Arthur L. Menzies Garden of California Native Plants Highlights
The state flower of California, this annual is often seen sporting orange flowers, but flower color can actually vary from pale yellow to deep orange/red. Poppies are named for the 'popping' sound that the seedpods make when they split.
This perennial herbaceous plant grows from two to three feet with clusters of flowers which range from pale pink, purple, white to greenish. The flowers attract the monarch butterfly, supplying food and habitat. The plants are mildly toxic and the alkaloids that they contain give the monarch butterflies that feed on them, protection from predators.
Arctostaphylos hookeri ssp. franciscana
This San Francisco native was considered to be extinct in the wild for 70 years until spotted during road construction in 2009. The plant was moved to a secret location; however hundreds of cuttings were taken and given to botanical gardens across the Bay Area for propagation. The small urn-shaped white flowers appear in winter followed by small apple-like edible fruits. Manzanita is Spanish for 'little apple'.
This native to the coasts of California and Oregon has silver white foliage with flowers that often whither from various shades of pink to rose. They attract bees and butterflies, providing pollen and nectar. A concoction consisting of stems, leaves and roots was used by indigenous peoples for coughs and colds.
A spreading perennial herb with red-orange fuchsia-like flowers, this plant is one of the few in flower from late summer to early fall. It serves as an important food source for hummingbirds, for which the red color and tubular shape flowers are perfectly designed.
Matilija poppy, fried egg poppy
Among California wildflowers there is no bigger flower, nor a more elegant specimen. The seven-foot stems support flowers that are five inches across with six crinkly snow-white petals and numerous orange stamens in their center (hence the common name fried egg poppy).
Dune tansy is an uncommon native to the Pacific Coast of North America, from the Bay Area northward, where it grows in sand dunes and other coastline habitat. It is also found growing across northern Canada, north-central United States and Eurasia. As a shrubby evergreen groundcover, it creates drifts of soft fern-like foliage that is hairy, glandular, and aromatic. Yellow, button-shaped flowers form small clusters atop stalks up to two feet tall.
Over 30 varieties of clarkia adorn California from May to September. Many have pink cup-like flowers with inner purple markings while others have petals shredded like silk ribbons. San Francisco has its very own Clarkia franciscana growing in the Presidio.
Symphoricarpos albus ssp. laevigatus
Found in canyons, shady woods and stream banks in northwest California, this shrub can reach up to 15 feet. The flowers are small, pink, and bell- shaped but the real showstopper here are the white berries. They are edible but some compare the taste to soap, often leaving them to rot on the stems. Some birds, including thrashers will eat them when all other options have been exhausted.
canyon live oak
Oaks are a common and quite majestic tree found in the California landscape. This particular oak can be found in canyons and steep slopes to 2000m throughout the mountainous regions in the state. Growing to 25m, it has dark green leaves often with spiny tips. The acorns are covered in bright gold hairs which gives rise to its other common name: golden cup oak.
Redwood Grove Highlights
These tallest of living trees have thick, reddish- brown bark that gets its color from tannins, bitter chemicals that help the tree resist burning and insect damage. These trees are native to protected coastal valleys of northern California and Oregon, and the tallest trees in the Garden are over 100 years old.
This evergreen groundcover has light-sensitive leaves that fold in the sun. Pink flowers grow on slender stalks in the spring and summer.
This groundcover has distinctive heart-shaped leaves that cover the forest floor. In the summer, small cup-shaped maroon flowers have thin "tails" extending away from the blossom-like rays, and appear under the leaves in complete shade. A ginger odor is released through rubbing or crushing the leaves.
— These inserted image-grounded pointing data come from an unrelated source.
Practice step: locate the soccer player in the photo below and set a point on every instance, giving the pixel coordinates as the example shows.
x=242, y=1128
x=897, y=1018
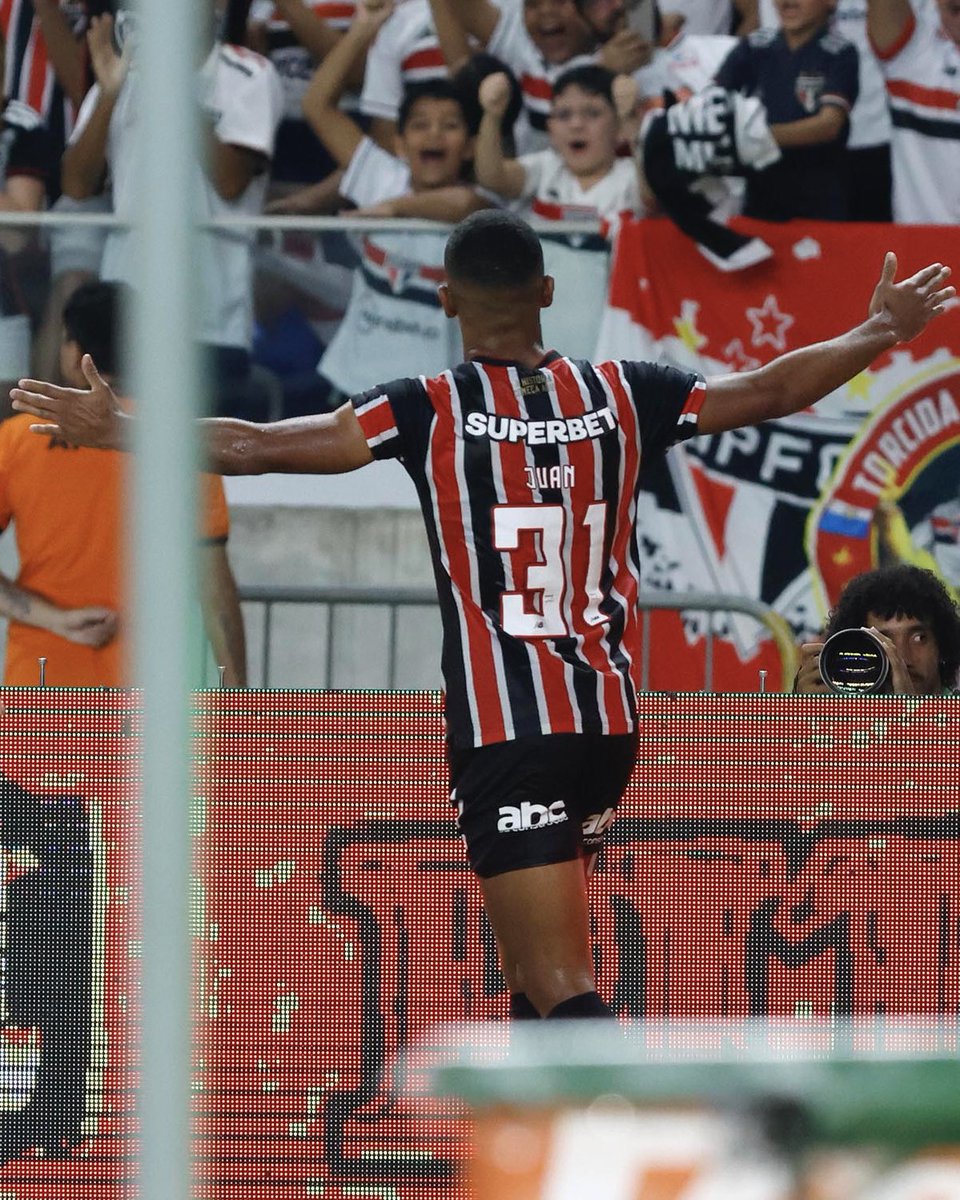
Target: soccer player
x=527, y=466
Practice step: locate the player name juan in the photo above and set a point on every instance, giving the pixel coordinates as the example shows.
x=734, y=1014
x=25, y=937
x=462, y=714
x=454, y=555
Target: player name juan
x=550, y=432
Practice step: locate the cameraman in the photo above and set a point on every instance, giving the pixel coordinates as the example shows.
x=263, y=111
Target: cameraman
x=912, y=616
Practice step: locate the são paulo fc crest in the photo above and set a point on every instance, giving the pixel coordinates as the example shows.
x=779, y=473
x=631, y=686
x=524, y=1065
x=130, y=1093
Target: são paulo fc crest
x=888, y=495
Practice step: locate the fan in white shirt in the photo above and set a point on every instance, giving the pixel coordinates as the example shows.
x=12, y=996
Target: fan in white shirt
x=580, y=173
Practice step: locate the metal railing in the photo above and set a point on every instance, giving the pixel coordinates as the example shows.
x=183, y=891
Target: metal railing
x=334, y=598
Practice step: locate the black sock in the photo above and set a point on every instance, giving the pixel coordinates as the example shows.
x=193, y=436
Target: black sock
x=521, y=1009
x=588, y=1003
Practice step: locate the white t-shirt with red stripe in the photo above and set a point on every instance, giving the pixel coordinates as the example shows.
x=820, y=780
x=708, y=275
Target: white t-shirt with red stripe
x=922, y=70
x=511, y=45
x=241, y=93
x=294, y=63
x=406, y=51
x=394, y=317
x=555, y=193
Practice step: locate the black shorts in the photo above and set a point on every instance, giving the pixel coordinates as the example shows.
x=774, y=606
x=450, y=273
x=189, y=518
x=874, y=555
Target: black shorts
x=538, y=801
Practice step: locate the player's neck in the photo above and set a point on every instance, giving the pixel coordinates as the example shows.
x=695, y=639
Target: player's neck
x=507, y=349
x=511, y=341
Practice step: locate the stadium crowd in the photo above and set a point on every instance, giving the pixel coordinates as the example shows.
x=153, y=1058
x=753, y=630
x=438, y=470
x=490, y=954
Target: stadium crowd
x=432, y=108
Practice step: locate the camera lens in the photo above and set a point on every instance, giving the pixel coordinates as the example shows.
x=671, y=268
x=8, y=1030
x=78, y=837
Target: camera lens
x=853, y=663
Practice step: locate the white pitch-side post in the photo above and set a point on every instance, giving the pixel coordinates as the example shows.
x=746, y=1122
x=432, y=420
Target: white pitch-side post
x=166, y=385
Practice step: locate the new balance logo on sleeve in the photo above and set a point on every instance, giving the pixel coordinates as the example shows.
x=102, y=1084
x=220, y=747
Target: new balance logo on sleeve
x=531, y=816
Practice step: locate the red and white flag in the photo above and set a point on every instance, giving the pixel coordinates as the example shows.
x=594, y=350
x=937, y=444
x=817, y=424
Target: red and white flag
x=787, y=511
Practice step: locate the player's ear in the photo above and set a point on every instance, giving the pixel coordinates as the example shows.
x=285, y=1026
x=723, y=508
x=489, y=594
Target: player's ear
x=447, y=301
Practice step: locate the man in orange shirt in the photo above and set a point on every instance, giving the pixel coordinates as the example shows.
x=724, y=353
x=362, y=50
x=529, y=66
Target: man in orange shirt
x=69, y=508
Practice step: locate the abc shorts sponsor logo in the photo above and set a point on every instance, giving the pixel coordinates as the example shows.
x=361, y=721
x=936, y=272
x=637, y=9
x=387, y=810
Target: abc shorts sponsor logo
x=597, y=825
x=531, y=816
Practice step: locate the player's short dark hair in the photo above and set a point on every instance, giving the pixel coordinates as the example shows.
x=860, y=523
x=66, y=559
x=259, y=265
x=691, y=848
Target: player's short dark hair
x=904, y=591
x=493, y=249
x=430, y=89
x=594, y=79
x=93, y=319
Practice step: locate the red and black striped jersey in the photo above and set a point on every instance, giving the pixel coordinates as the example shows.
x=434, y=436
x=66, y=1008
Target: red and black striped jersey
x=528, y=484
x=29, y=73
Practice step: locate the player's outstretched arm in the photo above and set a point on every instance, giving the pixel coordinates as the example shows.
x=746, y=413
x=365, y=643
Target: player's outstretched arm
x=325, y=444
x=898, y=313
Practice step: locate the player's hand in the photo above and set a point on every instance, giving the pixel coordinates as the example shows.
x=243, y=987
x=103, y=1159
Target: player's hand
x=89, y=627
x=81, y=417
x=625, y=91
x=372, y=13
x=625, y=52
x=913, y=303
x=809, y=681
x=109, y=67
x=495, y=94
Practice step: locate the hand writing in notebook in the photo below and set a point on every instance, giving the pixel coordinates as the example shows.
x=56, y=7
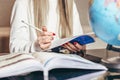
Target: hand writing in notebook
x=75, y=47
x=44, y=39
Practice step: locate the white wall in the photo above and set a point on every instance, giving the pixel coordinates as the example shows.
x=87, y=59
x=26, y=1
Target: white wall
x=5, y=10
x=82, y=6
x=6, y=6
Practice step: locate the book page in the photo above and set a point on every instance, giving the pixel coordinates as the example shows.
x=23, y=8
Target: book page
x=56, y=60
x=59, y=42
x=81, y=39
x=18, y=64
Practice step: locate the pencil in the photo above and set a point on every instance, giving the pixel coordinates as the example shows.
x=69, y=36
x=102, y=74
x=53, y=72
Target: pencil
x=31, y=26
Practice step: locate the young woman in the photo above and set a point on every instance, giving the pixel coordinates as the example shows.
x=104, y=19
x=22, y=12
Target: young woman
x=56, y=18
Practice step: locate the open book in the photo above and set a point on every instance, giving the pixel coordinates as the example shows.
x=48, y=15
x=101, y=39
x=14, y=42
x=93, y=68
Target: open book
x=18, y=64
x=81, y=39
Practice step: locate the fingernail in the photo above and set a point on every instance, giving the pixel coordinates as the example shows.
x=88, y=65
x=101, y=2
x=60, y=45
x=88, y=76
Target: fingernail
x=53, y=34
x=63, y=45
x=75, y=43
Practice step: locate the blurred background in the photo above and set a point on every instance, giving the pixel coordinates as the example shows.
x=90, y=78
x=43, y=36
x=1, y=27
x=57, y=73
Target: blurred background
x=5, y=12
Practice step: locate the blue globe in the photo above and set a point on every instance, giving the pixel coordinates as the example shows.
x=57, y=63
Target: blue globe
x=104, y=17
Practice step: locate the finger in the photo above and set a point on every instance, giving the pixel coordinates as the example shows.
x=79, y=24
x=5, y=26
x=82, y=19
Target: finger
x=72, y=46
x=84, y=47
x=47, y=34
x=78, y=46
x=45, y=39
x=69, y=47
x=45, y=46
x=44, y=29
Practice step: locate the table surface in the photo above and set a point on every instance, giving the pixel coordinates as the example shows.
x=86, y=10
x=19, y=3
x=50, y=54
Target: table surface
x=63, y=74
x=4, y=31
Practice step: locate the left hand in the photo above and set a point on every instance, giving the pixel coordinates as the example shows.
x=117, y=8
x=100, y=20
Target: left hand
x=75, y=47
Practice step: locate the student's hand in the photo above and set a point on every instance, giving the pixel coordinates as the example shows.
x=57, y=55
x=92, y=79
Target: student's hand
x=44, y=39
x=75, y=47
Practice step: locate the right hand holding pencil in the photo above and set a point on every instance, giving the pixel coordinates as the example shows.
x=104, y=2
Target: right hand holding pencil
x=44, y=39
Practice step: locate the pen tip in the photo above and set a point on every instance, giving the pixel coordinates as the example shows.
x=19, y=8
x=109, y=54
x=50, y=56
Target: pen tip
x=22, y=21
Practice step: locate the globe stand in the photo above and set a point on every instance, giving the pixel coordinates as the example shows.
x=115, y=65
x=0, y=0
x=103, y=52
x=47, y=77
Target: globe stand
x=113, y=64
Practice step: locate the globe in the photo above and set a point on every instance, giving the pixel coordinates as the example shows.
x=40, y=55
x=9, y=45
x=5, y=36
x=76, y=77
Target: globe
x=104, y=17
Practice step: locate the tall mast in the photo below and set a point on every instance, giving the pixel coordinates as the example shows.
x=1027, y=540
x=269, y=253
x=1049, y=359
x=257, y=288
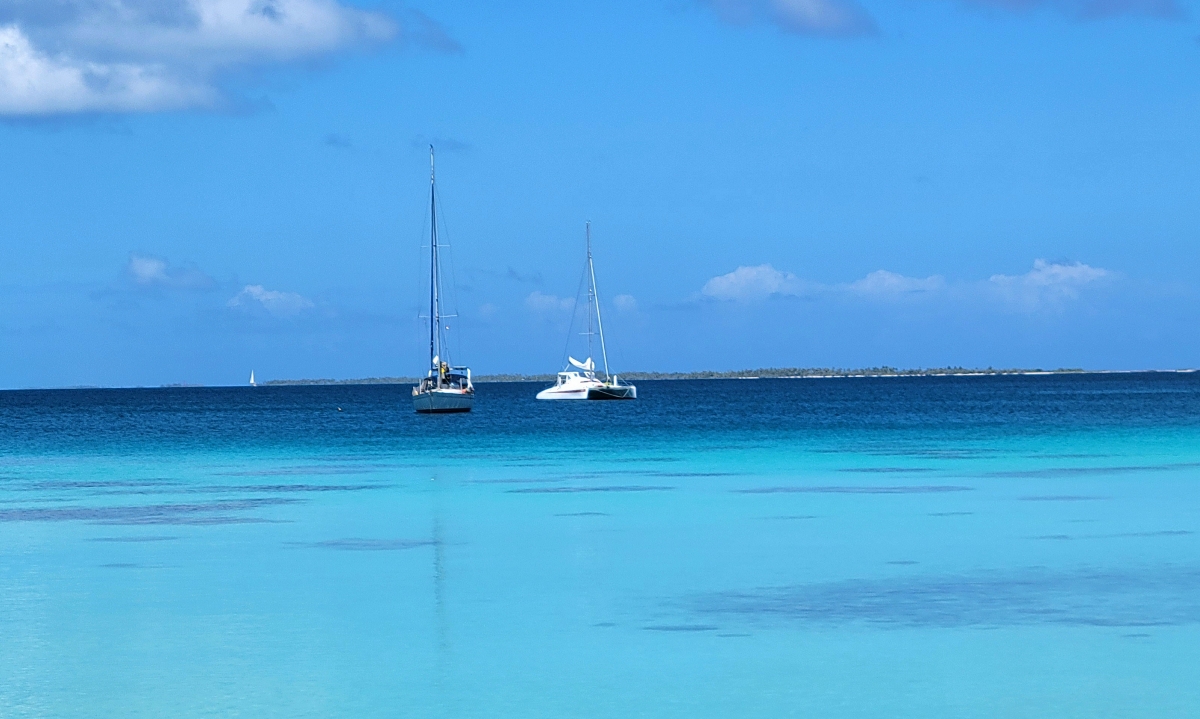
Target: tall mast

This evergreen shrub is one of the most common understory plants in the redwood forest. Small white bell-shaped flowers adorn it in spring, followed by deep blue berries in the fall.
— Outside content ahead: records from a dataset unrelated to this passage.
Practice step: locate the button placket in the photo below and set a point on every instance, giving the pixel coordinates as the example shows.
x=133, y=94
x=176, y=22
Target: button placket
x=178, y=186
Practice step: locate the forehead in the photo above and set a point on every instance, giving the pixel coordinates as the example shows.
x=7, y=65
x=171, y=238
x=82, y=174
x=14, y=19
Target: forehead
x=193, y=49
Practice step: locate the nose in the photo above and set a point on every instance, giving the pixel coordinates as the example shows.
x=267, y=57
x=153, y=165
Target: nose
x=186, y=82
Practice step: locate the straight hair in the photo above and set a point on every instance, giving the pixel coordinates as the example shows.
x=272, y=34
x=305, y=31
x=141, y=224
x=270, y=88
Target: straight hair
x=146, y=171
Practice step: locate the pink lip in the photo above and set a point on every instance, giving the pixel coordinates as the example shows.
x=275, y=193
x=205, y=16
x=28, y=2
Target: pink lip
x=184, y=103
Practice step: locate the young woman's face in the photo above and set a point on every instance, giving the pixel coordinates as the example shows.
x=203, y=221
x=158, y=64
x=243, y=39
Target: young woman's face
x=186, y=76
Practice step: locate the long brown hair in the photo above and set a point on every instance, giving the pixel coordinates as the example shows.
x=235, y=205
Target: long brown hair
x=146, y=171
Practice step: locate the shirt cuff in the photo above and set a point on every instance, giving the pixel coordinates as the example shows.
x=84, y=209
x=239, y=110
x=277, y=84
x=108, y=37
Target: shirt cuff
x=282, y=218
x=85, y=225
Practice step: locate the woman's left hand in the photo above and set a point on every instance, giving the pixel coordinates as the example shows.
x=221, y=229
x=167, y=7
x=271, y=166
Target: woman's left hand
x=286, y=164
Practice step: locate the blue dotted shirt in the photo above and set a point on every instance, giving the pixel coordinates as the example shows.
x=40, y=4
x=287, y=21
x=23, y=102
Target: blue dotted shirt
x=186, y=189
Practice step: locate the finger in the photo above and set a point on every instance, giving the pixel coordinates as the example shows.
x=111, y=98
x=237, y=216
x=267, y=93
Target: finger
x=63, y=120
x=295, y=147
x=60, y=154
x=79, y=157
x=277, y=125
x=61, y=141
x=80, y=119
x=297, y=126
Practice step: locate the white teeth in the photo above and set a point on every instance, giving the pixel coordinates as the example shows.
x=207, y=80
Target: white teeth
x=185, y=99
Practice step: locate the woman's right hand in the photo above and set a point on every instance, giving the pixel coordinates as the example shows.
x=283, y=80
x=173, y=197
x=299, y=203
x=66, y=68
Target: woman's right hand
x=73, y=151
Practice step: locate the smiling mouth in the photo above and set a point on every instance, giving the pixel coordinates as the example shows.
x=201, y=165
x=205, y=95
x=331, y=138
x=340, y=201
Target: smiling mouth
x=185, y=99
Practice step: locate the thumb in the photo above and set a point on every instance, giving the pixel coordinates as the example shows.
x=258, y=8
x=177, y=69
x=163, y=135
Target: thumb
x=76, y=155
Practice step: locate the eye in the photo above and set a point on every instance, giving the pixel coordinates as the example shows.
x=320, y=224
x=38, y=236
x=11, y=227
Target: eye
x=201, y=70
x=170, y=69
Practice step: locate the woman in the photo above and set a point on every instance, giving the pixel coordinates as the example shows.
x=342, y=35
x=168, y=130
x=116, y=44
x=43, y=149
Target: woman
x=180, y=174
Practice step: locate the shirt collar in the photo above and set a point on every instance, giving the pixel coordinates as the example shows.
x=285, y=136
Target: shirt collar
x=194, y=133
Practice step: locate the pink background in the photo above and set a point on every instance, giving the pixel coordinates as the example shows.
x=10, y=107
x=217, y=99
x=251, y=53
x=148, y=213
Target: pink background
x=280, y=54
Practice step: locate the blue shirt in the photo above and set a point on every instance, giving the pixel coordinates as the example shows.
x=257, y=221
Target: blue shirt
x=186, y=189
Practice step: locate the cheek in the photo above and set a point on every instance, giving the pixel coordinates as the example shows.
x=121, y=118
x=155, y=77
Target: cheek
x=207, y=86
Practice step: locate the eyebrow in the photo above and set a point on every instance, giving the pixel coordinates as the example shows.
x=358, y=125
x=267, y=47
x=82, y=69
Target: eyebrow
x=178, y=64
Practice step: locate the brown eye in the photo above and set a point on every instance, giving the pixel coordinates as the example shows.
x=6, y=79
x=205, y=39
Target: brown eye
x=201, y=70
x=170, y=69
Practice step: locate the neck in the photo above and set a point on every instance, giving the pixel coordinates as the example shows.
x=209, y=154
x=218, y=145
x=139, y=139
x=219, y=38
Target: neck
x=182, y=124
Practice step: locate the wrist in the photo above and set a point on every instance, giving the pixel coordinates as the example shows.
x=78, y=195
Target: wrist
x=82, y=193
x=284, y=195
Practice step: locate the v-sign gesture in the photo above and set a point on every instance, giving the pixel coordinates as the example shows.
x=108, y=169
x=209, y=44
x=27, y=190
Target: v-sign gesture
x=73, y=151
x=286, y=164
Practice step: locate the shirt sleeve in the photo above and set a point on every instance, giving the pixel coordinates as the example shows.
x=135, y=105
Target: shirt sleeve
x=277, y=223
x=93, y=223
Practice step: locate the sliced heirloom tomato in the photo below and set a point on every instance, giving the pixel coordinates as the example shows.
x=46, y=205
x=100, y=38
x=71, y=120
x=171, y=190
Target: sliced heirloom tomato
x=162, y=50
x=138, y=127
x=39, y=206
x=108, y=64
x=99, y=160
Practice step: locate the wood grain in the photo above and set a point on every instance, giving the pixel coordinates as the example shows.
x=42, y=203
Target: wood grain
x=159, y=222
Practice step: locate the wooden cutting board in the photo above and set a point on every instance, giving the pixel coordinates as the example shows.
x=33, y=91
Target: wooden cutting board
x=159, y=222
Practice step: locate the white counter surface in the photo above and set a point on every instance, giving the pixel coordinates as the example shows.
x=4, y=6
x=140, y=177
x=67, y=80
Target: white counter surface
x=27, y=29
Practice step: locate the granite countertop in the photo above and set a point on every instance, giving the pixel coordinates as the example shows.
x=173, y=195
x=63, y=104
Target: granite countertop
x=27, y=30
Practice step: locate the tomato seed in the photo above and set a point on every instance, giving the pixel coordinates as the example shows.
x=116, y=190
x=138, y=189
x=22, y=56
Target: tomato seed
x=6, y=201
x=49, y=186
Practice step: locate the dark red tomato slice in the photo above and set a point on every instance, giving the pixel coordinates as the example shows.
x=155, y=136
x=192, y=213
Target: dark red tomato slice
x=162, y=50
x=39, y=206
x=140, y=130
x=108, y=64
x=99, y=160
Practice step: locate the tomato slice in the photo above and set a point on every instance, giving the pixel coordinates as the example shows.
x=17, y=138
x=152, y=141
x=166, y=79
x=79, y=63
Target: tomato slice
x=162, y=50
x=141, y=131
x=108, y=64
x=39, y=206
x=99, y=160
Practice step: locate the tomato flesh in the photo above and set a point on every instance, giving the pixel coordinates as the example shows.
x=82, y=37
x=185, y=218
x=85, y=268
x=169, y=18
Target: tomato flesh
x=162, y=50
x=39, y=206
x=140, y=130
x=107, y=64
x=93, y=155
Growing along forest streams, the deep green leaves and bright yellow leaf-like flower of this plant become apparent in the summer along with the skunk-like odor that gives this plant its name.
western sword fern
Thriving on the rich, moist forest floor, this fern usually grows to a height of two to four feet. It has a projection at the base of each leaflet, which resembles the hilt of a sword.